Trump Says He Was Never Warned of Any Threat, Despite Secret Service Tracking Shooter Prior to Incident

Former President Donald Trump told Fox News host Jesse Watters he was never warned by Secret Service that there was a suspicious man in the area they identified an hour before he took the stage.

“They were monitoring this guy for an hour beforehand. No one told you not to take the stage?” Watters said to Trump.

“No, nobody mentioned it. Nobody said there was a problem. I would have waited for 15. They could have said, Let’s wait for 15 minutes, 20 minutes, five minutes, something. Nobody said, I think that was a mistake,” Trump responded.

“How did somebody get on that roof? And why wasn’t he reported? Because people saw that he was on the roof. When you had Trumpers screaming a woman in the red shirt, she was screaming, There’s a man on the roof. And then other people said, There’s a man on the roof who’s got a gun. And that was quite a bit before I walked onto the stage. So you would have thought somebody would have done something about it.”
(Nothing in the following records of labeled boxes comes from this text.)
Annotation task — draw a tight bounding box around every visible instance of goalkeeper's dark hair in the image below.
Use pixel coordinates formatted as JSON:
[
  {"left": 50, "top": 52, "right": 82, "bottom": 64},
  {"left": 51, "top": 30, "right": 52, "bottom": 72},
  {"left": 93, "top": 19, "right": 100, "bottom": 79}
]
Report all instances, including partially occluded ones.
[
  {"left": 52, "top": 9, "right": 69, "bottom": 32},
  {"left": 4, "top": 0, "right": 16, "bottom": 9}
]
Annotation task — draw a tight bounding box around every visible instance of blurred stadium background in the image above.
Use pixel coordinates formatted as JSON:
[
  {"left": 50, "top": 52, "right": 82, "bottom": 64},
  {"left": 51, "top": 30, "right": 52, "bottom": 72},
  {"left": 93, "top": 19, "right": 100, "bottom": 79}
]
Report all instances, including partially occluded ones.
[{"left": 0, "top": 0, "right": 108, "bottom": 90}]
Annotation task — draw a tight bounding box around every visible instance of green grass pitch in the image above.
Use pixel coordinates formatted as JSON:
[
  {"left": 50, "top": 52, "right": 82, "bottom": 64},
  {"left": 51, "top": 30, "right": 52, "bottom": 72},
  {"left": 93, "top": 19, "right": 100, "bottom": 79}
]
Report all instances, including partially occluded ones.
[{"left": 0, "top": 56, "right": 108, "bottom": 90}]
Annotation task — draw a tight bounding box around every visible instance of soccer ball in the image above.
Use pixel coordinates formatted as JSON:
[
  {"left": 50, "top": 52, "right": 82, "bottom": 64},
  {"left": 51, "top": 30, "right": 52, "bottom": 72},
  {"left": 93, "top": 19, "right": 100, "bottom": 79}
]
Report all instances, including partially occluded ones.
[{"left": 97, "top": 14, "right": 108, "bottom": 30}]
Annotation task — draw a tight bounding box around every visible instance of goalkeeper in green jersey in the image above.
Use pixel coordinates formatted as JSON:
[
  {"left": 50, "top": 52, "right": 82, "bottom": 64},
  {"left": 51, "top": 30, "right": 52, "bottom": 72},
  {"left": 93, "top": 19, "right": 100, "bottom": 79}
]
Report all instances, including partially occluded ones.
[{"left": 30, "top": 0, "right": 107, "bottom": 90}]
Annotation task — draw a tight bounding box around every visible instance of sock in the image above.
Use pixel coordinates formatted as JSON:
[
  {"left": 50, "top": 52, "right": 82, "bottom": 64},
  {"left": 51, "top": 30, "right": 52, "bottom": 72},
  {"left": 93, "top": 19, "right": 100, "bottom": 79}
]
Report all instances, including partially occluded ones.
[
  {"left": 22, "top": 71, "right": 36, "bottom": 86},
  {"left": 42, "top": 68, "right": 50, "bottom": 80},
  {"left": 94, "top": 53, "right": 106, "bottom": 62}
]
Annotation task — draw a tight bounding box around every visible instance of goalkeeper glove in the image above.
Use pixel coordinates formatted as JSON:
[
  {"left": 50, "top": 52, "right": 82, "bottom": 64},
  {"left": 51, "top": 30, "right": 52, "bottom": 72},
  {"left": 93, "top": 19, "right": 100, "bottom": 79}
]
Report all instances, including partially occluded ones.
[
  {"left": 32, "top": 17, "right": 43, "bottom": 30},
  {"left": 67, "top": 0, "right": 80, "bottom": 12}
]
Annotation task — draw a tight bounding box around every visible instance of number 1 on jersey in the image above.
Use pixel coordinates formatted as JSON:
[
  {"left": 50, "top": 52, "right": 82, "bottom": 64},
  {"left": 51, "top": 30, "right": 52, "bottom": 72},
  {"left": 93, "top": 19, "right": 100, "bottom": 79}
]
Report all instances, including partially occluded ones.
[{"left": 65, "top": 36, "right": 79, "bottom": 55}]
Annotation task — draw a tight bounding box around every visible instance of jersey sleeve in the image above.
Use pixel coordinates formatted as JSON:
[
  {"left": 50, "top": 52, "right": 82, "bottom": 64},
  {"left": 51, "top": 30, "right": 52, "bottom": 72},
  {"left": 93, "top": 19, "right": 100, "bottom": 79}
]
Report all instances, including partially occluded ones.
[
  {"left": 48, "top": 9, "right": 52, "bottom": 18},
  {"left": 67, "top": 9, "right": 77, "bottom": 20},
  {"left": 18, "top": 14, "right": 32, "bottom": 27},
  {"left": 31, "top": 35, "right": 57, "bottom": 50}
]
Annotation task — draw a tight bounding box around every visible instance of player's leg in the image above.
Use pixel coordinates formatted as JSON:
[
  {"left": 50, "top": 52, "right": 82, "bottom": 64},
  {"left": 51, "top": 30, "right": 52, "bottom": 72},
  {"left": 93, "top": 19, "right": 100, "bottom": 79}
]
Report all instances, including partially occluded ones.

Earlier this week, Senator Josh Hawley (R-MO) sent a letter to Department of Homeland Security (DHS) Secretary Alejandro Mayorkas, demanding answers on matters relating to the July 13 assassination attempt on Donald Trump.

The letter follows several whistleblowers coming forward and sharing security details from Trump’s security team in Butler, Pennsylvania.

“Whistleblowers who have direct knowledge of the event have approached my office. According to the allegations, the July 13 rally was considered to be a ‘loose’ security event,” Hawley wrote in the letter. “For example, detection canines were not used to monitor entry and detect threats in the usual manner. Individuals without proper designations were able to gain access to backstage areas. Department personnel did not appropriately police the security buffer around the podium and were also not stationed at regular intervals around the event’s security perimeter.”

According to the whistleblowers, the “majority of DHS officials were not in fact USSS agents but instead drawn from the department’s Homeland Security Investigations (HSI).”

“This is especially concerning given that HSI agents were unfamiliar with standard protocols typically used at these types of events, according to the allegations,” Hawley wrote.